In high-energy physics problems, one usually encounters the need of discriminating the signal one wants to study – typically a new physical process yet to be discovered – from a background constituted by known processes.
This is a classification problem, where you may use the known features of the signal to distinguish it from backgrounds. A large number of possible multivariate analysis tools can do that for you: neural networks, boosted decision trees, nearest-neighbor algorithms. These are collectively called “MVA”.
An MVA usually returns a single number whose value is quite different for signal and background. By selecting data with a high value of the output, one is capable of enriching the selected data of the sought signal.

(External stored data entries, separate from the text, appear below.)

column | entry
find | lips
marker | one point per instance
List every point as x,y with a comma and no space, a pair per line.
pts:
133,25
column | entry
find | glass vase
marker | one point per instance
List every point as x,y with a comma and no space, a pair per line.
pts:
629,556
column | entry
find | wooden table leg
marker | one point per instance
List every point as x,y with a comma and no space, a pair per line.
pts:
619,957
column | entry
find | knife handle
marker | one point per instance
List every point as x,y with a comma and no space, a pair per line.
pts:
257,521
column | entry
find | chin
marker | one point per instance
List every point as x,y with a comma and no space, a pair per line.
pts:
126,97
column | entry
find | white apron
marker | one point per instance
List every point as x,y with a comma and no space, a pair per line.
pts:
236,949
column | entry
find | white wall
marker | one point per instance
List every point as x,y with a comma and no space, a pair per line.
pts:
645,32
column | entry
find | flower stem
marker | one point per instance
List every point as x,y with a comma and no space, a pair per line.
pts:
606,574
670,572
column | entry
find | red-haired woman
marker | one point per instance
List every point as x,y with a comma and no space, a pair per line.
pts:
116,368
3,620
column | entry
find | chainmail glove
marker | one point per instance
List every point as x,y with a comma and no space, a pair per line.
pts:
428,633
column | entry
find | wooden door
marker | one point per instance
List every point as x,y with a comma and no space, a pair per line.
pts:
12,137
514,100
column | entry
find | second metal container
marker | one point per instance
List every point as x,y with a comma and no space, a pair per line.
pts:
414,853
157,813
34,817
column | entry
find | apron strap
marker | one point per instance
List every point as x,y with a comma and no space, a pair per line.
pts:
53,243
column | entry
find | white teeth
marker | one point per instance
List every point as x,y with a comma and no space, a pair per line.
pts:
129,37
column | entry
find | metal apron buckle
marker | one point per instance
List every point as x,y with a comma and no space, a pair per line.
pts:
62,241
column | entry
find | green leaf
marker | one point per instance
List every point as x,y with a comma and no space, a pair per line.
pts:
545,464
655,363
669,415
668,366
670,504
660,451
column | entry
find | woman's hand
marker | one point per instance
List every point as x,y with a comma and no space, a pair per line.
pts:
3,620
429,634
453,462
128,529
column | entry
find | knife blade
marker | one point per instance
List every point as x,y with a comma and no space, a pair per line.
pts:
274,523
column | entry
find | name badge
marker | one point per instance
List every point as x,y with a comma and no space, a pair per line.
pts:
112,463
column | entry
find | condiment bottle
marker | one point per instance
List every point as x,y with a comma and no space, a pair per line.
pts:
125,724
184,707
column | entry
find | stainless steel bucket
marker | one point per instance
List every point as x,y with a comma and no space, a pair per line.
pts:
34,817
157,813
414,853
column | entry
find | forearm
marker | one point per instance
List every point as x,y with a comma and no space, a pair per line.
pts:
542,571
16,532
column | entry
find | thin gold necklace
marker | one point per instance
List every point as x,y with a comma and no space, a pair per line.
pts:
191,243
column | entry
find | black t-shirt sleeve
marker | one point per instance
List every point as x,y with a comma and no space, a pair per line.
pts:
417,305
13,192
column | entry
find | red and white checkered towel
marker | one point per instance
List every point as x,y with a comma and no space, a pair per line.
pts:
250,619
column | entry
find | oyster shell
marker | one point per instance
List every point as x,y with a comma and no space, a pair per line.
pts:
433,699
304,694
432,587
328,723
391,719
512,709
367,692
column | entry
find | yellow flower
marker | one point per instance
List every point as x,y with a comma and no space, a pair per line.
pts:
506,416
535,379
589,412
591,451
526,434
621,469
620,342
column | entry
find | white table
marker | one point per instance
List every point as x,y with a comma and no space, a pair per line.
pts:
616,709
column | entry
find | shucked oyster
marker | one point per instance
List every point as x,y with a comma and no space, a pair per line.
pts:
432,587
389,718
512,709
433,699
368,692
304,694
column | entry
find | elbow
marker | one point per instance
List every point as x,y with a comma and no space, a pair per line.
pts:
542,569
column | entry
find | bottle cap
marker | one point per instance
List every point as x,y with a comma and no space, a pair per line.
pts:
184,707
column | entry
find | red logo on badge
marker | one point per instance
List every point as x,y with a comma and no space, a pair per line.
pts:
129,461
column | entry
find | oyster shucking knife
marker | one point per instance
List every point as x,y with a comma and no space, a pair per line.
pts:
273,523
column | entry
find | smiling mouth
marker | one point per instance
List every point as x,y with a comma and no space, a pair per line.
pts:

Classification MVA tools stop there: you obtain a higher signal-to-noise ratio in the selected sample, but you still must apply some other statistical technique – say a likelihood fit – to demonstrate the presence of a signal in the data.
A nagging issue arises when the features you use to “train” the MVA, while being good handles to discriminate the signal, make it harder to later distinguish signal and background with your likelihood fit.
A typical example of this embarrassing issue is when you are looking for a resonance – say the Higgs boson. You decide that you will extract the signal by a likelihood fit to the invariant mass distribution of the data, after having selected a signal-enriched sample with a cut on the MVA output. If the variables you feed the MVA with include the momenta of decay products of the Higgs boson (something you would want to do, as they have a significant discrimination power), this will have the effect that data at high MVA score “peak” in the invariant mass distribution, even if they are background!
A poor man’s solution to this problem is to restrain themselves in the feeding of the MVA. However, you clearly see this is sub-optimal: you are not using all the available information in the discrimination step of your analysis.
A better solution is to build a meta-MVA, a tool which does not just try to correctly classify signal and background, providing a discriminating variable. This meta-MVA must know about the way you intend to fit the selected data, and find the optimal use of the features of the data by maximizing some appropriate score. If this score were the inverse of the relative uncertainty in the signal fraction extracted by the likelihood fit, you would be done! The machine does all the dirty work at once, and you are left with the best possible selected dataset.
There are ways to do this. The architecture of the multivariate algorithm becomes significantly more complex, but it is tractable. In particular, one can simplify the “emulation” of the likelihood fit step in the architecture, by finding analytical forms for the relative uncertainty on the fitted signal using e.g. the Cramer-Rao-Frechet bound. But I realize this is getting rather technical and maybe also the subject of a different post…
Still, I thought I would write here about this idea today as I believe this is the way to go if we want to improve our statistical learning tools for high-energy physics. The more we think about this issue, the better tools we can eventually put together!